When considering all aspects of graphic design, there are a lot of do’s and don’ts that go along with it. There are tons of rules and guidelines that an artist should follow to create a successful, structured composition, that will please the viewer. Apparently that isn’t always the case, according to Laurie Rosenwald.
Laurie is a successful artist, who’s areas of expertise include drawing, graphic design, and typography. She is also a published author and has taught graphic design at School of Visual Arts, Parsons School of Design, NYU, and Pratt Institute. She tours the world, teaching a workshop called “How to Make Mistakes on Purpose.”

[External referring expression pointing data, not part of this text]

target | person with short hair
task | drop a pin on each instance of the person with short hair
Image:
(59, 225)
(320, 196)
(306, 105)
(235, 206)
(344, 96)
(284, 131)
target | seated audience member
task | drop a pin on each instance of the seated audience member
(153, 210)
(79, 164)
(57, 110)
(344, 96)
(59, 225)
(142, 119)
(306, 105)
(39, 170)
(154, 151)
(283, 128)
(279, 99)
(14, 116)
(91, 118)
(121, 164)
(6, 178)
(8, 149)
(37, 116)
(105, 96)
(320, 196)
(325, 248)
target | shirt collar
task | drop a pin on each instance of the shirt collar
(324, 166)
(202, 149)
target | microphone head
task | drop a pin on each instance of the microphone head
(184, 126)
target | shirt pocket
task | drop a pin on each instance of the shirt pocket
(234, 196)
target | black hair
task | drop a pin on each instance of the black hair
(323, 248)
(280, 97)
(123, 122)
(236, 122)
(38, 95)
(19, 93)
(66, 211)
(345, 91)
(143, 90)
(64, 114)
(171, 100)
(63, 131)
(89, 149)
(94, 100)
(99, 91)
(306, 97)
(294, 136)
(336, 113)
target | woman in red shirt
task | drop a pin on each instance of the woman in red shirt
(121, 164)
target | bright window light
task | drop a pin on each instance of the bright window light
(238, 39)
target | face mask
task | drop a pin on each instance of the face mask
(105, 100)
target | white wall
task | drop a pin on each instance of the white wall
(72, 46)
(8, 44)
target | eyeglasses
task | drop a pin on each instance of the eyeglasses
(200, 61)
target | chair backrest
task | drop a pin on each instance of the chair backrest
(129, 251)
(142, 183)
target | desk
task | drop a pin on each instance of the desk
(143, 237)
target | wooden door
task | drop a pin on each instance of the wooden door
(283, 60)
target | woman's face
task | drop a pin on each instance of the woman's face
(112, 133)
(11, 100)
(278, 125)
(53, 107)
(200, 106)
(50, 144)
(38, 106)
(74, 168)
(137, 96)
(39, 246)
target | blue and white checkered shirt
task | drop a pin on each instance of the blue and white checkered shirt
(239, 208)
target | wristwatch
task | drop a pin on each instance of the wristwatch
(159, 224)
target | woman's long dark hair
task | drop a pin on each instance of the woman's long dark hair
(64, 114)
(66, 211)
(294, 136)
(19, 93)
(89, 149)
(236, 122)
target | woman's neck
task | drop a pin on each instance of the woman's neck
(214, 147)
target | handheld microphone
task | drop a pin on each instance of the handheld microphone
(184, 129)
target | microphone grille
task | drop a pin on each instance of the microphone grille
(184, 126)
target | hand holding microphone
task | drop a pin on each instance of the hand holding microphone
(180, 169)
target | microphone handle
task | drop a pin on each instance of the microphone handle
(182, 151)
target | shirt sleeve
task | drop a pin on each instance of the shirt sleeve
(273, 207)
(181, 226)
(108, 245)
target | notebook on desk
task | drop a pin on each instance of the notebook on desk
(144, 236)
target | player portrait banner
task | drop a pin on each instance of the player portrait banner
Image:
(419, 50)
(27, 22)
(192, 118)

Rosenwald can be seen as an open-minded, “crazy” artist who is successful at what she does, with a no holds barred attitude, that stirs attention from all around the world. Her philosophy being, “If you try very hard to create a good thing it will probably be bad.” So on that note, she tries to promote that an artist should try to make mistakes… on purpose. Not quite following? Me either.
I’ve decided to give her crazy antics some consideration and attend her workshop that will be held in Banff, Alberta, on November 20-23. I’m curious to see how she will lay out the processes of purposely making mistakes. She emphasizes that anyone can attend and it’s not just for designers. This is where it begins to worry me.
I hope to not waste a whole weekend of my life to listen to someone tell me how to get into my spiritual mindset and to let go of what I thought I knew about design. Unfortunately for us skeptics, the outline of the workshop does not exist, for the content “MUST be a SURPRISE.” Once again, getting worried, but I will still give it a try.
For anyone interested in attending the workshop, visit Laurie’s website for dates.
My apologies to Laurie. Apparently the workshop in November was a complete success. Unable to attend myself, I heard nothing but good things. My previous post above, which I had originally posted in October, may have come off as detouring to some readers. I really wish I could have attended, but due to school and work, this wasn’t possible.
The activities included in the workshop were as wacky and unusual as I had anticipated. Unable to discuss what had all taken place at the workshop, my fellow artists from school that did attend, simple commented that, “it was weird.” One could only imagine what really did take place that weekend. Looking at this picture that was taken from the workshop… who knows?